Foundation of Product Development: Design Input Requirements - Part 1

Design Input Requirements are critical to a product development project. According to the FDA’s Design Control Guidance document, requirements “the single most important design control activity”. Whether this is true or not is debatable and probably a moot point. Design Input Requirements are, however, the foundation of a product development project.

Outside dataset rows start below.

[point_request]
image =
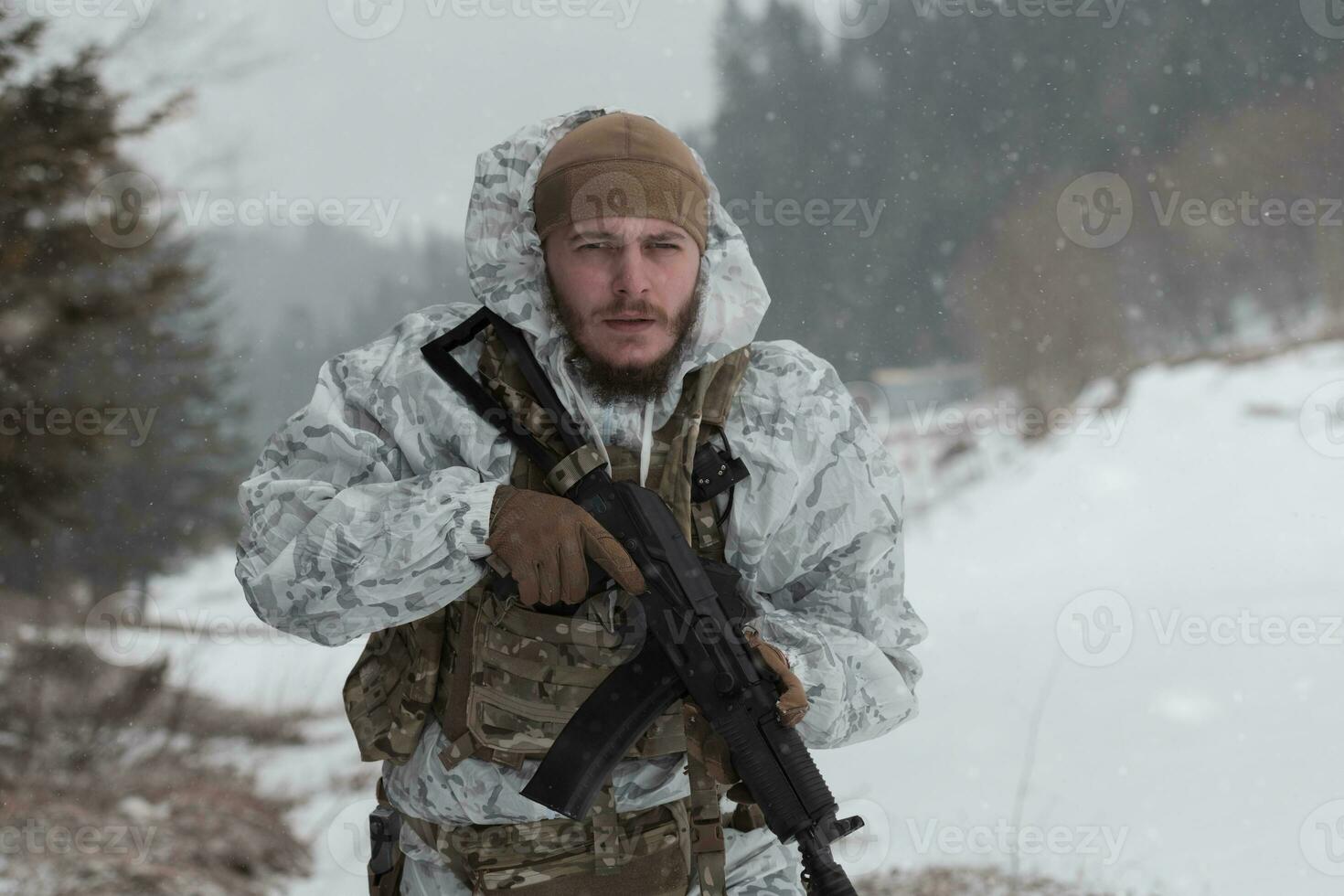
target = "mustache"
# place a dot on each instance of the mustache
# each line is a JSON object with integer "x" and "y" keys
{"x": 631, "y": 312}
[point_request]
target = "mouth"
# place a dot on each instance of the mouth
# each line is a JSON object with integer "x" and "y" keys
{"x": 629, "y": 324}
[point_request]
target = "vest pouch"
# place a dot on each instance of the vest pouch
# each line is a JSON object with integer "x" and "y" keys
{"x": 557, "y": 858}
{"x": 532, "y": 670}
{"x": 390, "y": 690}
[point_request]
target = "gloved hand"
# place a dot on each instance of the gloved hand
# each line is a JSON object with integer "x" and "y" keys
{"x": 792, "y": 706}
{"x": 545, "y": 540}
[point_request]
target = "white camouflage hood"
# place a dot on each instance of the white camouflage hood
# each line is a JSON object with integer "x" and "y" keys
{"x": 507, "y": 272}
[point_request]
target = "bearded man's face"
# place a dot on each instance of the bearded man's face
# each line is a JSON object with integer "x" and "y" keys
{"x": 626, "y": 292}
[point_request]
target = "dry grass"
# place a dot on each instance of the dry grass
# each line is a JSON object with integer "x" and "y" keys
{"x": 105, "y": 786}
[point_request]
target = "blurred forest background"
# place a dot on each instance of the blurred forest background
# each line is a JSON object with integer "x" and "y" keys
{"x": 968, "y": 134}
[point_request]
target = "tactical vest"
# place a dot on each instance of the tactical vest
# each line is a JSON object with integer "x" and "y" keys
{"x": 503, "y": 680}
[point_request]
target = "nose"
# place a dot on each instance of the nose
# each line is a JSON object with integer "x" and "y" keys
{"x": 632, "y": 274}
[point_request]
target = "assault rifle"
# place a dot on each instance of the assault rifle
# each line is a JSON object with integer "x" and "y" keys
{"x": 691, "y": 621}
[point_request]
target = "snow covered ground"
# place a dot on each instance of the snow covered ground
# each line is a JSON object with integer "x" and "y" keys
{"x": 1198, "y": 750}
{"x": 1178, "y": 587}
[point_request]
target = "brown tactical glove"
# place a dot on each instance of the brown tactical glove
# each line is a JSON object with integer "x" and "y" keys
{"x": 545, "y": 541}
{"x": 792, "y": 706}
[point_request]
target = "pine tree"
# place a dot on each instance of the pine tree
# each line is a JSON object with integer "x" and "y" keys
{"x": 101, "y": 317}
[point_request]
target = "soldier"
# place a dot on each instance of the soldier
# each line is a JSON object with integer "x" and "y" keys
{"x": 388, "y": 506}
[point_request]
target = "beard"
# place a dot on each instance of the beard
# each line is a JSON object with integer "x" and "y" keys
{"x": 624, "y": 383}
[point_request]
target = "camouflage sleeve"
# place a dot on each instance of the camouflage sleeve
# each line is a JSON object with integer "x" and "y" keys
{"x": 340, "y": 539}
{"x": 831, "y": 578}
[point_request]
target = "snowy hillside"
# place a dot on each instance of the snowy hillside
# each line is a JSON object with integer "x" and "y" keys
{"x": 1209, "y": 752}
{"x": 1179, "y": 579}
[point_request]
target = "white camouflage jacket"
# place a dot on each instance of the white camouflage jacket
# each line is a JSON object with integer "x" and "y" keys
{"x": 368, "y": 507}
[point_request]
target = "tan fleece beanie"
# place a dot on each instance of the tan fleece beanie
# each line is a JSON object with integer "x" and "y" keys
{"x": 621, "y": 165}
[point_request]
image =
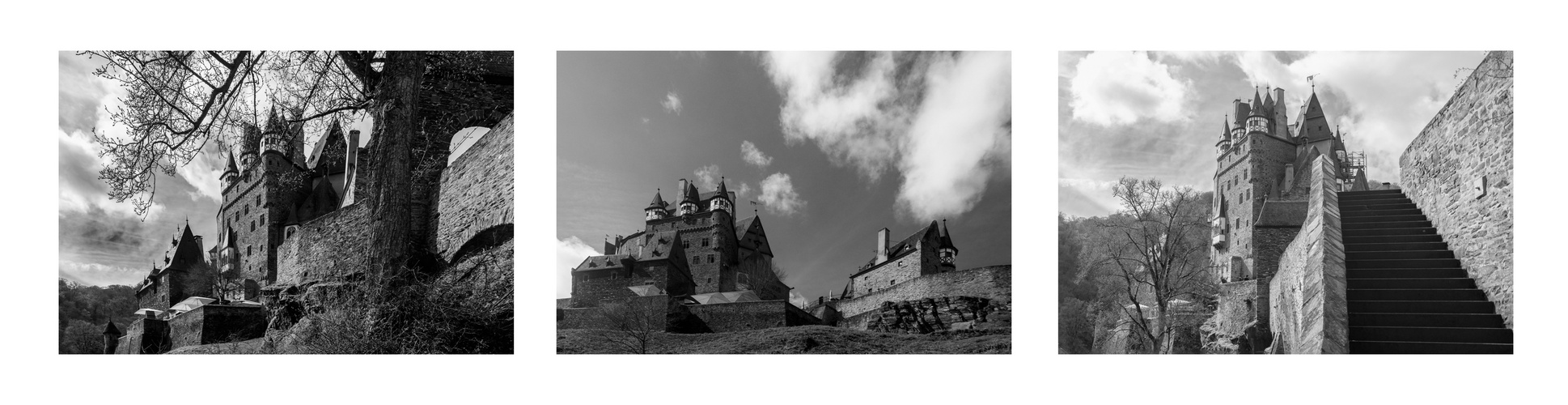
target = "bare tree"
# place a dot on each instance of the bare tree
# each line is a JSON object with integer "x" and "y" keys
{"x": 177, "y": 101}
{"x": 1155, "y": 253}
{"x": 632, "y": 324}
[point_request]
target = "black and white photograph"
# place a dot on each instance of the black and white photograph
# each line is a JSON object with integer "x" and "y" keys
{"x": 262, "y": 202}
{"x": 1285, "y": 202}
{"x": 784, "y": 202}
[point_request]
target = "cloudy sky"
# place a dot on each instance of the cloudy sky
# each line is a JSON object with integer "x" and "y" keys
{"x": 1159, "y": 113}
{"x": 104, "y": 242}
{"x": 832, "y": 147}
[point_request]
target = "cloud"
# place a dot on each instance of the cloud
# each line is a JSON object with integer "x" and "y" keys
{"x": 961, "y": 122}
{"x": 941, "y": 120}
{"x": 778, "y": 195}
{"x": 1117, "y": 88}
{"x": 1382, "y": 100}
{"x": 568, "y": 253}
{"x": 706, "y": 177}
{"x": 742, "y": 192}
{"x": 755, "y": 156}
{"x": 857, "y": 118}
{"x": 672, "y": 104}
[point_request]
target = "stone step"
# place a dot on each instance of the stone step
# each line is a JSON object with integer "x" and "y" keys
{"x": 1422, "y": 306}
{"x": 1365, "y": 347}
{"x": 1432, "y": 335}
{"x": 1347, "y": 214}
{"x": 1385, "y": 225}
{"x": 1379, "y": 206}
{"x": 1360, "y": 254}
{"x": 1384, "y": 219}
{"x": 1354, "y": 264}
{"x": 1363, "y": 197}
{"x": 1372, "y": 192}
{"x": 1415, "y": 296}
{"x": 1410, "y": 283}
{"x": 1430, "y": 321}
{"x": 1449, "y": 272}
{"x": 1365, "y": 245}
{"x": 1407, "y": 237}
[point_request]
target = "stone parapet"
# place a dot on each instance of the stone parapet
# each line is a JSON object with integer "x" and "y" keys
{"x": 1460, "y": 173}
{"x": 1307, "y": 304}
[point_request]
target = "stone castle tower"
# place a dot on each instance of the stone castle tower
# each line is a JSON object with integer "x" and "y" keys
{"x": 717, "y": 252}
{"x": 272, "y": 190}
{"x": 1260, "y": 195}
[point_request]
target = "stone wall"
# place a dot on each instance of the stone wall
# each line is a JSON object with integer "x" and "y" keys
{"x": 1307, "y": 297}
{"x": 214, "y": 324}
{"x": 476, "y": 190}
{"x": 994, "y": 283}
{"x": 1471, "y": 139}
{"x": 742, "y": 316}
{"x": 327, "y": 249}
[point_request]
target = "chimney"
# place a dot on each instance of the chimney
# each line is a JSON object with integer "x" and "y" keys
{"x": 882, "y": 245}
{"x": 1290, "y": 177}
{"x": 350, "y": 167}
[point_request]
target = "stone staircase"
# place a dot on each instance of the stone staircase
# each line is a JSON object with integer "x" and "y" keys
{"x": 1407, "y": 292}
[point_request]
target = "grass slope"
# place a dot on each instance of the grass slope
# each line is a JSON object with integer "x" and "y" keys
{"x": 800, "y": 339}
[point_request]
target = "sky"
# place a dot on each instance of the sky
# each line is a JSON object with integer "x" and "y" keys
{"x": 832, "y": 147}
{"x": 104, "y": 242}
{"x": 1159, "y": 113}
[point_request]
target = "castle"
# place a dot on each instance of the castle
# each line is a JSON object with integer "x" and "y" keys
{"x": 695, "y": 247}
{"x": 1310, "y": 259}
{"x": 720, "y": 275}
{"x": 1260, "y": 195}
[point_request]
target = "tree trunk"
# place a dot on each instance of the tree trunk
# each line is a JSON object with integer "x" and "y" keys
{"x": 397, "y": 100}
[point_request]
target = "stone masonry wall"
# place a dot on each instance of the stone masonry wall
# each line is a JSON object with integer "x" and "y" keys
{"x": 994, "y": 283}
{"x": 476, "y": 190}
{"x": 1471, "y": 139}
{"x": 212, "y": 324}
{"x": 327, "y": 249}
{"x": 1307, "y": 304}
{"x": 145, "y": 336}
{"x": 742, "y": 316}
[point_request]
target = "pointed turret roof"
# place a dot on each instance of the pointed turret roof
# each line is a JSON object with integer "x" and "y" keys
{"x": 690, "y": 195}
{"x": 1313, "y": 107}
{"x": 229, "y": 165}
{"x": 659, "y": 202}
{"x": 1258, "y": 104}
{"x": 947, "y": 241}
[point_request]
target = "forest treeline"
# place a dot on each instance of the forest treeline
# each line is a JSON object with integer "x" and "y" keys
{"x": 83, "y": 309}
{"x": 1104, "y": 281}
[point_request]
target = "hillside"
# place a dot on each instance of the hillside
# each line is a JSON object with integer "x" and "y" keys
{"x": 799, "y": 339}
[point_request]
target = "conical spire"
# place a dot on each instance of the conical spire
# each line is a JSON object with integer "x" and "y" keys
{"x": 1258, "y": 104}
{"x": 690, "y": 194}
{"x": 229, "y": 165}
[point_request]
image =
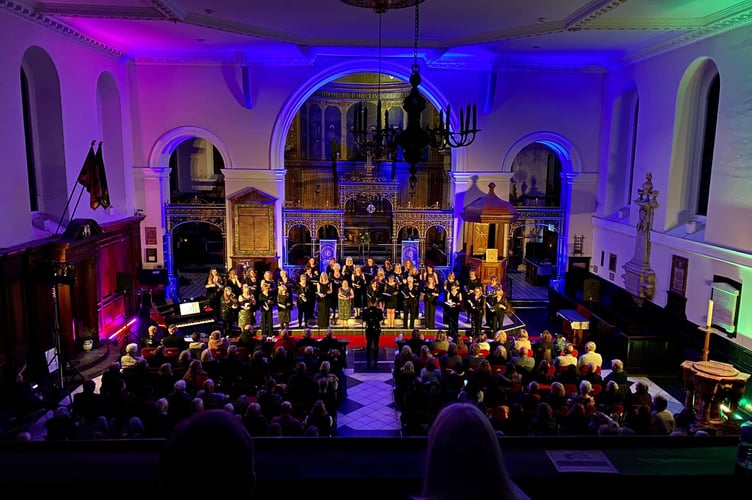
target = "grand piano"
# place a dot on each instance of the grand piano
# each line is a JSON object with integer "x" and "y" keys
{"x": 187, "y": 314}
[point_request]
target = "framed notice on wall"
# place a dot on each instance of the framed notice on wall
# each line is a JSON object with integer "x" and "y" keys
{"x": 678, "y": 283}
{"x": 150, "y": 235}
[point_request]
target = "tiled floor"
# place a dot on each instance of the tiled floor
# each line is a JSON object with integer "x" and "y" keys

I need to clear upsome terminology before proceeding too much further into this series of posts about Design Input Requirements. According to FDA Code of Federal Regulations (CFR) 820.3(f), Design Input means “the physical and performance requirements of a device that are used as a basis for device design”. Many terms are often used somewhat interchangeably to describe requirements:

• Design Inputs
• Design Input Requirements
• Design & Development Inputs
• Design Requirements
• Performance Requirements
• Product Requirements

There are probably more terms that are used, but for the sake of this post, I will try to stick with Design Inputs and/or Design Input Requirements. Even though the above list may seem like an issue of semantics, do not underestimate how much confusion terminology can cause.

The FDA & ISO

Design Inputs are addressed in the FDA CFR:

820.30(c) - Design Input

• Each manufacturer shall establish and maintain procedures to ensure that the design input requirements to a device are appropriate and address the intended use of the device, including the needs of the user and patient.
• The procedures shall include a mechanism for addressing incomplete, ambiguous, or conflicting requirements.
• The design input requirements shall be documented and shall be reviewed and approved by designated individual(s).
• The approval, including the date and signature of the individual(s) approving the requirements, shall be documented.

ISO 13485:2003 - Medical Devices - Quality Management Systems also defines Design Inputs:

7.3.2 Design and Development Inputs

Inputs relating to product requirements shall be determined and records maintained (see 4.2.4). These inputs shall include:

a) functional, performance and safety requirements, according to the intended use,
b) applicable statutory and regulatory requirements,
c) where applicable, information derived from previous similar designs,
d) other requirements essential for design and development, and
e) output(s) of risk management (see 7.1).

These inputs shall be reviewed for adequacy and approved.
Requirements shall be complete, unambiguous and not in conflict with each other.

Simple enough, right? My experience is that defining good, objective, verifiable design input requirements is extremely difficult and challenging. Design input requirements take time, experience, and input from a cross-functional team. I will go into more details about the art of defining design inputs in part 2 of this series.